Kultur

„Und der Mensch heißt Mensch“: Herbert Grönemeyer kommt nach Tübingen

Über Musik sprechen und Musik machen: Herbert Grönemeyer ist neben Nora Gomringer und Michael Lentz im November Gast bei der Tübinger Poetik-Dozentur.

  • Herbert Grönemeyer, hier bei der Verleihung des Deutschen Nationalpreises 2026 in der Französischen Friedrichstadtkirche, ist im November zu Gast in Tübingen.Christoph Soeder/dpa

    Herbert Grönemeyer, hier bei der Verleihung des Deutschen Nationalpreises 2026 in der Französischen Friedrichstadtkirche, ist im November zu Gast in Tübingen.Christoph Soeder/dpa

„Und der Mensch heißt Mensch/Weil er vergisst, weil er verdrängt/Und weil er schwärmt und stählt/Weil er wärmt, wenn er erzählt/Und weil er lacht, weil er lebt.“ Ist das Pop oder Poesie oder beides? Wenn Bob Dylan den Literaturnobelpreis gewinnen kann, spricht jedenfalls nichts dagegen, Herbert Grönemeyer zu einer Poetik-Dozentur einzuladen. So sieht es zumindest die Uni Tübingen. Dort ist der 70-Jährige im November zu Gast – neben der Spoken-Word-Poetin Nora Gomringer und dem Performance-Künstler Michael Lentz.

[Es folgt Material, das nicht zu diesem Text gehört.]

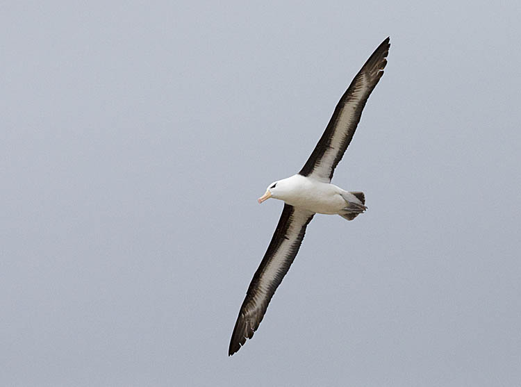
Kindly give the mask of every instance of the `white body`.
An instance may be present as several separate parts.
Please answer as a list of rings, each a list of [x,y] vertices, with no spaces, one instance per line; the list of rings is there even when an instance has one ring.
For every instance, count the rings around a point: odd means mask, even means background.
[[[274,199],[321,214],[340,213],[346,207],[346,197],[351,201],[360,203],[354,195],[334,184],[322,183],[300,174],[279,180],[274,188],[268,188],[268,190]]]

Die Universität Tübingen lädt vom 16. bis 20. November zur 39. Tübinger Poetik-Dozentur ein: Gomringer, Grönemeyer und Lentz werden „über Literatur, Lyrik, Spoken-Word-Poetry, Songpoetik und Musik sprechen und auch selbst Musik machen“, heißt es in einer Pressemitteilung. Die Vorlesungen, Gespräche und Konzerte finden jeweils um 19 Uhr in der Neuen Aula (Geschwister-Scholl-Platz, Tübingen) statt. Sie können auch über einen Livestream verfolgt werden. Nora Gomringer liest zudem am Sonntag, 15. November, um 16 Uhr, in der Kunsthalle Würth in Schwäbisch Hall. Ob Herbert Grönemeyer auch das Lied „Mensch“ interpretieren wird, aus dem die Zeilen oben stammen, wird noch nicht verraten.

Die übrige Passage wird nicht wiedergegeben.